SS: Which number of the siblings are you?
DS: I'm the fourth of five.
SS: Okay.
DS: But there were always others, you know, poor folks who share a space. So, there was at least one cousin always in the house. He was raised like a brother, and another one who was there almost every summer. And then, my aunts, my mother's sisters, would come and stay in a tiny little house. But we pulled it off somehow. I mean, really, it was a two-bedroom house that we somehow managed to make it a three-bedroom out of it. But that bedroom was like the dining room, between the living room and the kitchen but we turned it into a bedroom. 1 bathroom and sometimes 9 people. It's amazing isn't it. It's inconceivable. I live alone, and my house is too crowded [chuckles]. In a house that is twice that size. I live alone.
SS: So, are there any special stories from your childhood that involve your neighborhood as a background that you'd like to share?
DS: I should have had you read the book!
SS: I'll for sure read it in my research because I'm very interested!

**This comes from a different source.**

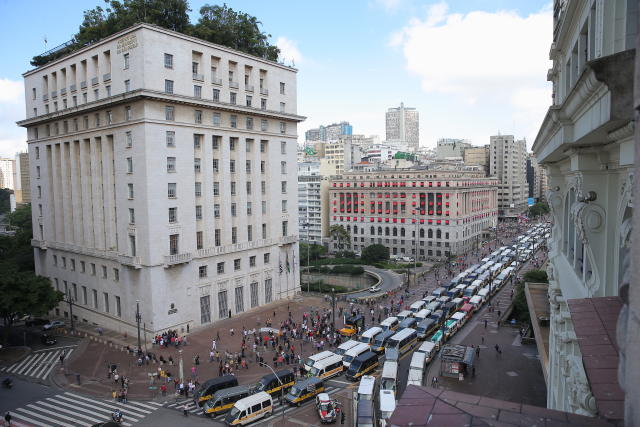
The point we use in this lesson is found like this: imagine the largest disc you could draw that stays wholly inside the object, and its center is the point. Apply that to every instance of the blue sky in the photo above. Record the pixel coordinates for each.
(472, 67)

DS: Yes, the book is called Mother's Milk and it's about my… I don't want to use the word perverse but clinical attachment to my mother, which is very different from Oedipus it’s not like that at all. It’s physiological and it’s biological and I try to describe it in the book. So, that when she died, I could not stand life without her. Just, “that cannot be” and I lost my mind, but the book is written with a consistent reflective device. It opens with her death and my collapse and then I go into the memories of this neighborhood that were talking about, what it was like. Much of what I've just said is written in this book, and throughout the book, I reflect on those happier days. So, that neighborhood is, I don't know how prominent it is in terms of the 500 pages, but it certainly opens with that. If you read the first chapter, you would see this neighborhood being described.